Financial Statement Analysis Flashcards
Converged standards (IFRS and US GAAP) revenue recognition process (5 steps)
1) Identify the contract with the customer
2) Identify separate/ distinct performance obligations in contract
3) Determine transaction price
4) Allocate transaction price to performance obligations
5) Recognise revenue when the entity satisfies the performance obligations
What appears on balance sheet if a sale is made on credit?
Accounts receivable ASSET on BS and revenue recognised.
What appears on balance sheet if payment is made pre exchange of g/s?
Unearned revenue liability on BS and revenue not recognised till goods transferred.
How do converged standards define a contract?
Contract: An agreement between two or more parties that specifies their obligations and rights.
Performance obligation
Performance obligation: A promise to deliver a good/ service.
A distinct good/ service must meet the following criteria (2):
1) The customer can benefit from it on its own or in combination with other readily available resources
2) the promise to transfer it can be identified separately from any other promises
A performance obligation is met over long period of time if ANY of the following conditions are met (3):
1) customer receives and benefits from g/s over time as supplier meets PO of contract (e.g service and maintenance)

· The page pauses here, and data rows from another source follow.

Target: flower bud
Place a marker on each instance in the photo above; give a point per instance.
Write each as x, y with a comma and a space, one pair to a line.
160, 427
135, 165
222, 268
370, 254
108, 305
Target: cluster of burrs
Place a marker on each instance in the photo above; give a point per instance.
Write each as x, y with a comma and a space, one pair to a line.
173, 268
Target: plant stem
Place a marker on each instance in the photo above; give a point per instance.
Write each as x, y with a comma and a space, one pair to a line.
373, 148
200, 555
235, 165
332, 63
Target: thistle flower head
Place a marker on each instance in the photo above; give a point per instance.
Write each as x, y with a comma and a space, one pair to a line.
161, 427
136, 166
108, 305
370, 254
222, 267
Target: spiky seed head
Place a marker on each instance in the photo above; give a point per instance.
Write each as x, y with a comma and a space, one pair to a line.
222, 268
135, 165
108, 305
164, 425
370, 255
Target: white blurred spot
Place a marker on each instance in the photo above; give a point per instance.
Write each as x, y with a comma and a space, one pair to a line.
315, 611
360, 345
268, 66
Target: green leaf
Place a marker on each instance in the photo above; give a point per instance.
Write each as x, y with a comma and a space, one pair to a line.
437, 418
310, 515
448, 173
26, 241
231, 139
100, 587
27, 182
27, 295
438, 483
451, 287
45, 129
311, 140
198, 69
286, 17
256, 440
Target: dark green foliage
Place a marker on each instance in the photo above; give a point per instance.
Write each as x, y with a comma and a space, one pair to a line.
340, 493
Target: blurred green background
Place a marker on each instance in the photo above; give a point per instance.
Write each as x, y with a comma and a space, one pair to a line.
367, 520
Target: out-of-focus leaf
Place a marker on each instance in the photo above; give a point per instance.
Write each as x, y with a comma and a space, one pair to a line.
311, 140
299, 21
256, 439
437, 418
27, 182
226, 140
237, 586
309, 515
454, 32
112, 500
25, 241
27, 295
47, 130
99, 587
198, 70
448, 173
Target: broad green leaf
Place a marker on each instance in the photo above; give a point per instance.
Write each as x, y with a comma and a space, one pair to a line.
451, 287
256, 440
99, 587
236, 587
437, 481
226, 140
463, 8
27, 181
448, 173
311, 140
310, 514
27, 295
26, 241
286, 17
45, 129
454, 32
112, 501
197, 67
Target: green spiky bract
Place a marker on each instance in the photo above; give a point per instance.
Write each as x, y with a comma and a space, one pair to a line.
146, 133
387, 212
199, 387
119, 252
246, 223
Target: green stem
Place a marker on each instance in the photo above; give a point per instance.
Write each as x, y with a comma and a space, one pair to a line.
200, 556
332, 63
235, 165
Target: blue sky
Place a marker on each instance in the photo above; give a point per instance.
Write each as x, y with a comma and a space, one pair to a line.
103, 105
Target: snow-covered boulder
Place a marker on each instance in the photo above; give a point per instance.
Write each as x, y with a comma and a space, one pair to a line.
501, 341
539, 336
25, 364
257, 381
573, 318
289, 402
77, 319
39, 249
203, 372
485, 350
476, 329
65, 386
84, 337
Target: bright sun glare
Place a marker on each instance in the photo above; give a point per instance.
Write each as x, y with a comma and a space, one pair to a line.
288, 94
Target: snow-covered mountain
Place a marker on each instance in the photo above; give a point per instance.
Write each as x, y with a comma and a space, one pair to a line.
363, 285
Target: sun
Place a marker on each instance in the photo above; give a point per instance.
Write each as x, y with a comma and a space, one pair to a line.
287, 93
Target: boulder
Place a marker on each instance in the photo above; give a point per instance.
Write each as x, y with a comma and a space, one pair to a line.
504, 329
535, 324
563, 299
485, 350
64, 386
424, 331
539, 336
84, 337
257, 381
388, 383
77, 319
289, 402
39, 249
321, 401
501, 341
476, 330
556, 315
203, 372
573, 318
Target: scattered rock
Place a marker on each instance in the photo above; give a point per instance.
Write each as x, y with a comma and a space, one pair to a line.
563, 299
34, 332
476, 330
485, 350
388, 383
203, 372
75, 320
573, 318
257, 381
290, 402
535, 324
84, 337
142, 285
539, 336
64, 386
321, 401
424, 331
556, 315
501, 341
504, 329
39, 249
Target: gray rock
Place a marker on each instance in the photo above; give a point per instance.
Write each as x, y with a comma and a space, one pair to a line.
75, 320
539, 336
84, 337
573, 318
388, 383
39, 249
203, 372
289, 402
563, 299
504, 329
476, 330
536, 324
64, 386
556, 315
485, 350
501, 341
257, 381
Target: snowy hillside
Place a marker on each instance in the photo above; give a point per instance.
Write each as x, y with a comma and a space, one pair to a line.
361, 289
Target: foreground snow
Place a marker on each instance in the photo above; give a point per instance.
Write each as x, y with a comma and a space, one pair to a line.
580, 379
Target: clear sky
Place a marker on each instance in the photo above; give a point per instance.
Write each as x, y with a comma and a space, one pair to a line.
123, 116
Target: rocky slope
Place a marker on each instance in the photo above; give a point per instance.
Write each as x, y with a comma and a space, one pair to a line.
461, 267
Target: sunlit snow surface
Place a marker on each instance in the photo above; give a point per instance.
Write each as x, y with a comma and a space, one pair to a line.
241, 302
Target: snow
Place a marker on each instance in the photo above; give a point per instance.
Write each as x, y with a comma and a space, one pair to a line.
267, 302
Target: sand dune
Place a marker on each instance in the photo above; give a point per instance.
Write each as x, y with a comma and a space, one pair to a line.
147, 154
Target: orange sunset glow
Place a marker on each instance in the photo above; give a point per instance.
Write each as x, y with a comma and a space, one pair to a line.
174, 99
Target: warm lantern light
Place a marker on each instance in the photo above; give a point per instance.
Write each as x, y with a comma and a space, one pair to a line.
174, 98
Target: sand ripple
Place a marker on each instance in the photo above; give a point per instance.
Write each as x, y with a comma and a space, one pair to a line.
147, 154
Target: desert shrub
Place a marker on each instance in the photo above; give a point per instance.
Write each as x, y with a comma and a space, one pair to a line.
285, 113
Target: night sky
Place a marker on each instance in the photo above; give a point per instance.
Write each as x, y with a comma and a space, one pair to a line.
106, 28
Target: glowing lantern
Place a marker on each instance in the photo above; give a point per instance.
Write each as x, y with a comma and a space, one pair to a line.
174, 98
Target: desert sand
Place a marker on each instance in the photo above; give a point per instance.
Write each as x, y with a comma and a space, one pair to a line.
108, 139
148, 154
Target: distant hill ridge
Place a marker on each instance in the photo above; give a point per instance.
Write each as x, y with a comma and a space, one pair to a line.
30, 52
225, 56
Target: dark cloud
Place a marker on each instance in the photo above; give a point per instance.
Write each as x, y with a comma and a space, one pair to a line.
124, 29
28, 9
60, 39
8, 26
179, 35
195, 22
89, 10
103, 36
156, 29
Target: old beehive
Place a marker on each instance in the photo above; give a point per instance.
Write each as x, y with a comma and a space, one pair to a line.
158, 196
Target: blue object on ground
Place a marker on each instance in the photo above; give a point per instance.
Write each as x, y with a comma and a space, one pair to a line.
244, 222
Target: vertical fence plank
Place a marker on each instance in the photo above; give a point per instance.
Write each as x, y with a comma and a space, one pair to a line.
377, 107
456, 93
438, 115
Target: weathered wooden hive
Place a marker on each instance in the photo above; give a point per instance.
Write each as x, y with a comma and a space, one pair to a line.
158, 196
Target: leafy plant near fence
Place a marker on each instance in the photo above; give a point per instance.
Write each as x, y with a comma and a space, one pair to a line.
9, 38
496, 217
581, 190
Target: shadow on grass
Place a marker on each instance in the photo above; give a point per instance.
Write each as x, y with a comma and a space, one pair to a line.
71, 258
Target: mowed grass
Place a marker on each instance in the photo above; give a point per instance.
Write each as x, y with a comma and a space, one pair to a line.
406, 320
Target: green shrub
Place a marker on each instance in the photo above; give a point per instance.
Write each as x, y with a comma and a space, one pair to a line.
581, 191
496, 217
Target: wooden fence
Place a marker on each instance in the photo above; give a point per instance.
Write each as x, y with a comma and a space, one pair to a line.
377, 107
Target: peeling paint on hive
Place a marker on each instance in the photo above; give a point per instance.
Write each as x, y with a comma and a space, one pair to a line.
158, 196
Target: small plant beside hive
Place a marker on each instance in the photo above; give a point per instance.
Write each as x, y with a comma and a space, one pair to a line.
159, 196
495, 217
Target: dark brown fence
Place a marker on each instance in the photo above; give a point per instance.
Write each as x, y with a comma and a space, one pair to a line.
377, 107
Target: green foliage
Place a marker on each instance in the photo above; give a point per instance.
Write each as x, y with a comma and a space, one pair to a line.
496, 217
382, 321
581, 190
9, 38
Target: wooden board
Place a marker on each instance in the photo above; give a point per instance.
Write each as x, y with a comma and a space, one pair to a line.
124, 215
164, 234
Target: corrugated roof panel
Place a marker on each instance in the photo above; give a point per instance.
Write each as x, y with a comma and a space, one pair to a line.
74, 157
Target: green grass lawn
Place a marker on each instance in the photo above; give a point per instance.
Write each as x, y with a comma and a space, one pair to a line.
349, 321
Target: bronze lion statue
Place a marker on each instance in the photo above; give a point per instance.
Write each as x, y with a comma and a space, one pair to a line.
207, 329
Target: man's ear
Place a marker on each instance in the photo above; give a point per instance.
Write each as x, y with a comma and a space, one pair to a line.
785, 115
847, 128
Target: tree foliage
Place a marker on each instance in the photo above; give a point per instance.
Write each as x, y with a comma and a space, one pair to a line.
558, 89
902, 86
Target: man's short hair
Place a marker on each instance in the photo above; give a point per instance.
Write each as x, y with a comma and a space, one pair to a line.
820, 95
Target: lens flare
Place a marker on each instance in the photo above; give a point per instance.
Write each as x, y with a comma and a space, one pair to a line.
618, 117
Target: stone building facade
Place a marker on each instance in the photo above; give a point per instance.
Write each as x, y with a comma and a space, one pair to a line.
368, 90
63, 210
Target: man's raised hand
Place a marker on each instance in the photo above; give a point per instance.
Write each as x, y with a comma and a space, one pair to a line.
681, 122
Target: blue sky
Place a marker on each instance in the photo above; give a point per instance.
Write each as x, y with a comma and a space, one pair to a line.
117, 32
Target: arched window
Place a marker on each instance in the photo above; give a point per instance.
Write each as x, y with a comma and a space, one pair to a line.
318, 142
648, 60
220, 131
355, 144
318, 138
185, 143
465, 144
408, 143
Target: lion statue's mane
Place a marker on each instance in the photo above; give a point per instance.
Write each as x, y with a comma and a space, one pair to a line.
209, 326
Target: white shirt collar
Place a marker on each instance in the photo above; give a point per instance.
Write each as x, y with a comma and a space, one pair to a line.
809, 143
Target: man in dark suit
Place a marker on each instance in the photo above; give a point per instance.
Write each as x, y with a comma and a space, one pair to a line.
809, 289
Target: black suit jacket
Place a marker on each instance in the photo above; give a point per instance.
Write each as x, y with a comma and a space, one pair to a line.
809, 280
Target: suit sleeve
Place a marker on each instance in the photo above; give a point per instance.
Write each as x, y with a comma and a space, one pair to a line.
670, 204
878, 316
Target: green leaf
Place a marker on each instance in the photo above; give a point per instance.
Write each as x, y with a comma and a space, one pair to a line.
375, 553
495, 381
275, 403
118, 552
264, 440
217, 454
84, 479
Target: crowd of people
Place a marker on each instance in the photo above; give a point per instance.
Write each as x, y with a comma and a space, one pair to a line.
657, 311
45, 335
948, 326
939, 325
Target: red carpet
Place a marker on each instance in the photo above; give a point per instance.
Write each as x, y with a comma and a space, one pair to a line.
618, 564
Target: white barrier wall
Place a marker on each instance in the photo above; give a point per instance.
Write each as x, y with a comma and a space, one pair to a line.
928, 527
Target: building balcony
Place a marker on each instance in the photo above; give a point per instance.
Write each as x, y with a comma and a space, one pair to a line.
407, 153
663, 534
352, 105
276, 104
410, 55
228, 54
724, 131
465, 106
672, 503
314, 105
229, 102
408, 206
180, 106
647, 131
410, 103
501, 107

2) Supplier enhances/ creates asset that the client controls over that period
3) The asset has no alternative use for the supplier and they have the right tu enforce payment for the work completed to date
Required disclosures under converged standards (4):
1) Contracts with customers by category
2) A&L related to contracts including balances and changes
3) Outstanding POs and the transaction prices allocated to them
4) Management judgements asked ti determine amount and judgment of revenue recognition, including changes to judgement
3 methods of expense recognition in accrual accounting
1) Matching principle
2) Capitalisation
3) Expensing as incurred
Matching principle
Expenses to generate revenue are recognised in the same period as the revenue
Capitalisation
Application of matching principle: Costs as capitalised as assets on BS and then expenses used D/A over useful life
Expensing as incurred
Period costs (not directly tied to revenue e.g. administrative) are expensed as incurred
How is cost of a capitalised asset allocated to the income statement (3)?
1) Depreciation (tangible asset)
2) Amortisation (intangible asset with finite life)
3) Depletion (natural resource)
How is cost of a capitalised asset allocated to the income statement (3)?
1) Depreciation (tangible asset)
2) Amortisation (intangible asset with finite life)
3) Depletion (natural resource)
What are tax-deductible expenses?
Tax-deductible expenses are expenses you can legally deduct from your total profits. This reduces your gross profits and hence the amount of tax you pay.